The American Wind Energy Association, which also supports a federal carbon cap on existing plants, recently published a study that found that rates declined over the past five years in the 11 states that use the most wind, while rates increased collectively in all the other states during that same time period.
Rhone Resch, president and chief executive of the Solar Energy Industries Association, said the rule will have an enormous impact because it is so different from previous air-quality regulations in which power plants installed pollution controls to curb the emissions coming out of their stacks.
“This is renewable energy as a compliance technology, and that’s a huge change from what it’s been in the past,” he said. “We think that solar will be an option, one of the technologies of choice for both the utilities and the air directors of these states.”
The proposed regulations will provide new impetus for energy-efficiency measures to flatten out or even lower electricity consumption. A March report by the American Council for an Energy Efficient Economy looked at efficiency programs in 20 states from 2009 to 2012 and found an average cost of 2.8 cents per kilowatt hour — about one-half to one-third the cost of alternative new electricity resource options, the group said.
A significant number of lawmakers, Republicans and some Democrats from coal-dependent states, have indicated that they will try to fight any attempt by the EPA to crack down on existing plants. Several state attorneys general have vowed to fight the proposed regulations in court.
Just last month, the House passed language in the Defense Authorization Act that would bar the Pentagon from analyzing how climate change will affect national security.

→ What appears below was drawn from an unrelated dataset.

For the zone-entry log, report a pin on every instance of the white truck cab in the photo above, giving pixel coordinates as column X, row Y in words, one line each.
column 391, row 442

While White House officials have indicated that Obama would veto any attempt to override his proposal to regulate these facilities, Democrats will still have to defend this policy on the campaign trail in conservative states this fall. Last week Republicans began pressuring Kentucky Democratic Senate candidate Alison Lundergan Grimes to return campaign donations from Frances Beinecke, president of the NRDC, and her husband.
Democratic officials are trying to rally the president’s supporters around the EPA proposed rule. Business Forward, a group affiliated with the White House, has scheduled a call Monday afternoon with White House counselor John Podesta so he can explain the plan to corporate allies.
And Organizing For Action Chairman Jim Messina sent out a pitch Saturday to his group with the tagline, “This is huge,” urging members to sign an online petition backing the proposal before it was unveiled.
“As I write this, powerful interests on the other side are lining up their dirty budgets to try to tear this down. They have plenty of allies in Congress that will try to stop us,” Messina wrote. “I’m asking everyone who cares about this fight to stand up and say so today — stand with President Obama and new carbon pollution standards.”